Now, although cold spells still occur, global warming is bringing warmer summers, resulting in bleaching and massive mortality. It also raises sea level. Healthy corals easily cope with rising sea levels and grow with rising sea levels. But Florida's sick reefs are unlikely to keep pace. Anecdotes abound in flat eroded reef plates.
The data, however, are rare, with one exception: in 1998, USGS scientists drilled stems in 12 dead coral colonies at one site, in the hope of measuring the size of the coral reefs. erosion. Recently, a USGS team led by Ilsa Kuffner and Toth revisited the stems and used the cement that holds them in place as a point of reference. In their work close to publication, they found that dead corals erode by 5.5 millimeters a year, nearly double the rate of sea level rise, as they are shredded by parrot fish and other species.
Toth is now trying to get a broader vision by taking advantage of the bars that Florida State scientists have incorporated at 46 sites along the Keys as benchmarks for an annual photographic survey. On many of these sites, the epoxy that cements each stem in place, once flush with the coral, now remains due to erosion.

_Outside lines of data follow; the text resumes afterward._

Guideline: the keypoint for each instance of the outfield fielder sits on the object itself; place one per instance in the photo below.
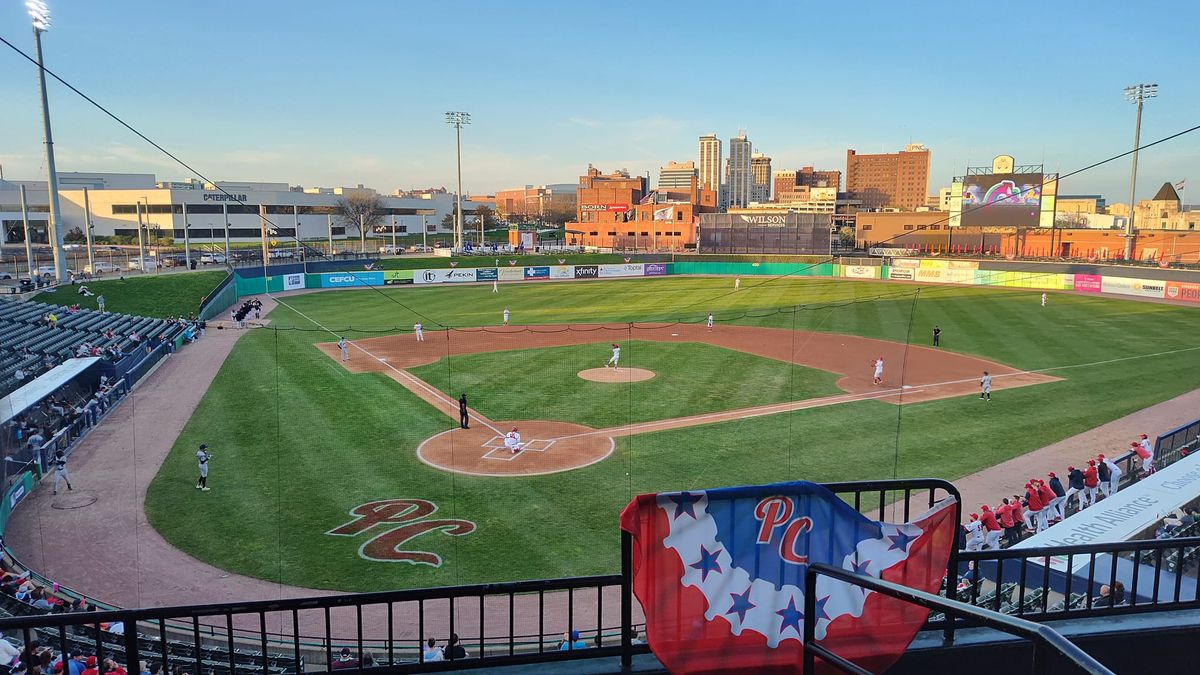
(513, 441)
(616, 356)
(203, 457)
(60, 471)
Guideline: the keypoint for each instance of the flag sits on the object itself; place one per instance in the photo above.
(720, 575)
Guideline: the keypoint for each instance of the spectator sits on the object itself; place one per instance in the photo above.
(346, 661)
(573, 641)
(432, 652)
(454, 649)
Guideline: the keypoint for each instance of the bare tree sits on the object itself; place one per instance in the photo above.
(360, 213)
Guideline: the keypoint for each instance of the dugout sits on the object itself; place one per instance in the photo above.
(787, 233)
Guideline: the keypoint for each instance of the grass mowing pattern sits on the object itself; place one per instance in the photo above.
(167, 296)
(299, 441)
(690, 378)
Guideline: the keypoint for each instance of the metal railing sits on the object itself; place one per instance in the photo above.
(1047, 641)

To get more accurate measurements, Toth and his colleagues developed a portable tool that can sit on top of the stakes.
On this morning of April, she and a colleague were testing the device, floating above a rocky, mountainous starry coral and a massive starry coral, with a fleeting ephemeral observation. 39, a staghorn. The silvery tits, the red grouper and the snappers seemed to watch the scientists working. Each cane presented its own challenge. Some were covered with small fire corals, which divers dislodge with hammer blows. Others had been co-opted by sponges or, in one case, had fused with the spine of a soft fan-shaped coral. When a coral could be damaged or a sponge crushed, scientists failed to measure it.
"The prototype works," Toth said as he climbed into the boat. In this case, the canes recorded little erosion, perhaps because the reef was already chunky. "Once flat, it will probably not be targeted [by fish] She added that this summer, photographic survey divers in Florida will use the USGS tool to measure about half of the rushes at each site, giving a more complete picture of the decline of the reef.

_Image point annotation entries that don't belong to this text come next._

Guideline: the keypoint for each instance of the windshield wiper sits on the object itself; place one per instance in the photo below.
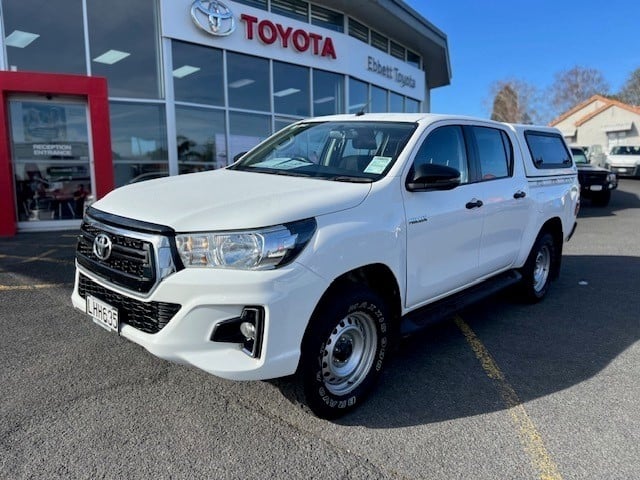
(347, 178)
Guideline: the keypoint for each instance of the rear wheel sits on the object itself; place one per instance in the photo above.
(343, 351)
(537, 271)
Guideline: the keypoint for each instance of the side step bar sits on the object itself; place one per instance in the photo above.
(443, 309)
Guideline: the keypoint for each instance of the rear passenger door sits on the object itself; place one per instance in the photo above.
(501, 186)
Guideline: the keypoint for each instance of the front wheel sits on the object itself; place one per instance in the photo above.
(343, 351)
(537, 271)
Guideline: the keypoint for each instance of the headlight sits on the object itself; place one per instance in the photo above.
(260, 249)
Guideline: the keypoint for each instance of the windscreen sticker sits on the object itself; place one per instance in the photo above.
(377, 165)
(281, 163)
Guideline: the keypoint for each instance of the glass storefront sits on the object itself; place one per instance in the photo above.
(248, 82)
(44, 36)
(198, 74)
(123, 36)
(328, 93)
(201, 139)
(223, 102)
(138, 141)
(51, 158)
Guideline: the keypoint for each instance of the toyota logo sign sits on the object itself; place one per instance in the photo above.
(102, 246)
(213, 17)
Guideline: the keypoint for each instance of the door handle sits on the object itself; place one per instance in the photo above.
(474, 204)
(519, 194)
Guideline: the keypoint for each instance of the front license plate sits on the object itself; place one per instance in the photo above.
(102, 313)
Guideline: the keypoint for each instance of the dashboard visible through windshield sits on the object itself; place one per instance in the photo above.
(339, 151)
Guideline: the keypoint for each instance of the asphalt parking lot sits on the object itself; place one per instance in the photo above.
(501, 391)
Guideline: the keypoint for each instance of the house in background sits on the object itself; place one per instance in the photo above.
(600, 123)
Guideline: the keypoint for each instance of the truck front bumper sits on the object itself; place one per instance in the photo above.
(209, 297)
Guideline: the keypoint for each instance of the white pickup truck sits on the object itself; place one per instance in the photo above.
(325, 243)
(624, 160)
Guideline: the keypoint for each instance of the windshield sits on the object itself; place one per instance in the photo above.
(579, 156)
(339, 151)
(625, 150)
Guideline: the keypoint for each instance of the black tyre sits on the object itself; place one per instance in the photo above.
(343, 351)
(601, 199)
(538, 270)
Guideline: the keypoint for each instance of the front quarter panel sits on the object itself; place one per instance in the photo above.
(371, 233)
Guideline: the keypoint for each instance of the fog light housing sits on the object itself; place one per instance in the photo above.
(245, 330)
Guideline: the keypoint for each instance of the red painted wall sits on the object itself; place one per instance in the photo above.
(93, 90)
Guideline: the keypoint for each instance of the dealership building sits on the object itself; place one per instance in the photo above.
(96, 95)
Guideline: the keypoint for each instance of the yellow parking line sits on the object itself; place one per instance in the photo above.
(5, 288)
(529, 436)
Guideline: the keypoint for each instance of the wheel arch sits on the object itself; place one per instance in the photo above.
(379, 278)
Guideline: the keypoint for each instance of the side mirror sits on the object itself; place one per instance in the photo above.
(237, 156)
(431, 176)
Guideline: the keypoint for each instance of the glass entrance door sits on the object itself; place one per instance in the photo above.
(51, 157)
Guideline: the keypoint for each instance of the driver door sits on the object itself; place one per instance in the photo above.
(444, 229)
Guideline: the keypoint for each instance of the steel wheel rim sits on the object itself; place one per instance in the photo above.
(349, 353)
(542, 268)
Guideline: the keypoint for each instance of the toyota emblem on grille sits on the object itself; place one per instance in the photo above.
(102, 246)
(213, 17)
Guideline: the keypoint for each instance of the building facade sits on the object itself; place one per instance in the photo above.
(96, 95)
(600, 123)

For coral biologist Alina Szmant of the University of North Carolina at Wilmington, Toth's work confirms that the reef is doomed, with assaults submerging a fragile ecosystem. "I do not want to give up, but you have to be honest with yourself," she says.

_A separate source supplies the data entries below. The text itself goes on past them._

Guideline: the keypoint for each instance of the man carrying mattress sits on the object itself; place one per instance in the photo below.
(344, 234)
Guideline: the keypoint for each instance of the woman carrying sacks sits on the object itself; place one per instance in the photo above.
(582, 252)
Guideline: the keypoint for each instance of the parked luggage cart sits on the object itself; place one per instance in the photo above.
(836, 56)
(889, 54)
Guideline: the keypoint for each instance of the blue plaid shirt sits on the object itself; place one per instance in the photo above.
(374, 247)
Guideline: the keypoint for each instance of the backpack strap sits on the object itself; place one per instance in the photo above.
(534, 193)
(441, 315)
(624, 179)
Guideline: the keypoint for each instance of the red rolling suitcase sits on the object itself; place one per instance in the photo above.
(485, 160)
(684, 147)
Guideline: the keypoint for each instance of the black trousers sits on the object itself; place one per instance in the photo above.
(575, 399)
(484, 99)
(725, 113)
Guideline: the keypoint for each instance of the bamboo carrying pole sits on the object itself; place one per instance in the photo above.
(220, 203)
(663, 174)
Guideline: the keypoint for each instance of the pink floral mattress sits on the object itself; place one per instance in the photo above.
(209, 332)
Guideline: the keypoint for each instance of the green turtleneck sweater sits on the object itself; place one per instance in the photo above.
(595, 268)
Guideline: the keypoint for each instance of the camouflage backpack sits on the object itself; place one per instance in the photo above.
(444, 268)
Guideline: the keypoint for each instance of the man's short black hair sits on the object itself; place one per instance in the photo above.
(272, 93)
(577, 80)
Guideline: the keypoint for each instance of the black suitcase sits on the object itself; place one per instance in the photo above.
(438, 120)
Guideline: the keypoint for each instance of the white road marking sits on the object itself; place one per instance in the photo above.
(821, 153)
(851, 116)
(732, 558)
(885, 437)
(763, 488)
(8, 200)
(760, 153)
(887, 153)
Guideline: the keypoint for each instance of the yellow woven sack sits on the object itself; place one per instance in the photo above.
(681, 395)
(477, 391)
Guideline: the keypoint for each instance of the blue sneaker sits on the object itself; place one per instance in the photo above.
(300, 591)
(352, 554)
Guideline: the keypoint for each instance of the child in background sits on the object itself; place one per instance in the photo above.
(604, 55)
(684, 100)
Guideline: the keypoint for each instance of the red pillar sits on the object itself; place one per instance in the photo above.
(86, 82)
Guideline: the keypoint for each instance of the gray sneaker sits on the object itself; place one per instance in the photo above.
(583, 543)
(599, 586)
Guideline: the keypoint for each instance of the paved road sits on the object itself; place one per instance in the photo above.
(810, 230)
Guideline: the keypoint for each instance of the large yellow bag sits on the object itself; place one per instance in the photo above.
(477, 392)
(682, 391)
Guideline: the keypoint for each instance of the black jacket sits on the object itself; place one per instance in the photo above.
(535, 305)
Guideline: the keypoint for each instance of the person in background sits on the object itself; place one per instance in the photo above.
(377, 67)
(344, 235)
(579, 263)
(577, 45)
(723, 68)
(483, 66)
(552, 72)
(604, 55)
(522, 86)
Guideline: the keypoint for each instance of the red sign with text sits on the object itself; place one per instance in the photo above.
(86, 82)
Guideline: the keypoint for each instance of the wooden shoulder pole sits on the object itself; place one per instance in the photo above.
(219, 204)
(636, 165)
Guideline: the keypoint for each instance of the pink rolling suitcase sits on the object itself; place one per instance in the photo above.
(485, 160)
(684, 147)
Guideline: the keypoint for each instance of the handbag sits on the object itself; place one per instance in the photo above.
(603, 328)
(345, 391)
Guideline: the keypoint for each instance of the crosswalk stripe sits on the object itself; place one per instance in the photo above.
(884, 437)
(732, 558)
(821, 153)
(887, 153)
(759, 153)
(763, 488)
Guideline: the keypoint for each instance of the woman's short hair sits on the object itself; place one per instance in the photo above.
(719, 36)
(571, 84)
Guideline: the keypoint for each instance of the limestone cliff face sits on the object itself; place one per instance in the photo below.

A patchwork of restoration efforts, mostly from non-profit groups, continues on the reef, often aiming to replace dead coral with heat-resistant grafts. Supporters should temper their expectations, said Toth: "If these reefs do not develop for 3000 years, it will be very difficult to get reefs like those elsewhere in the Caribbean."
Toth still hopes that some live corals can be saved. But she says that biologists must introduce not only heat-resistant or disease-resistant corals, but also species capable of building a structure, such as staghorn or elkhorn. It is also time, she adds, to think about safeguarding the structure of the reef and the services it provides, even if its coral dies. "How can we avoid losing what has been built in the last 8,000 years?" she says. "Because we have not yet 8000 years to rebuild it."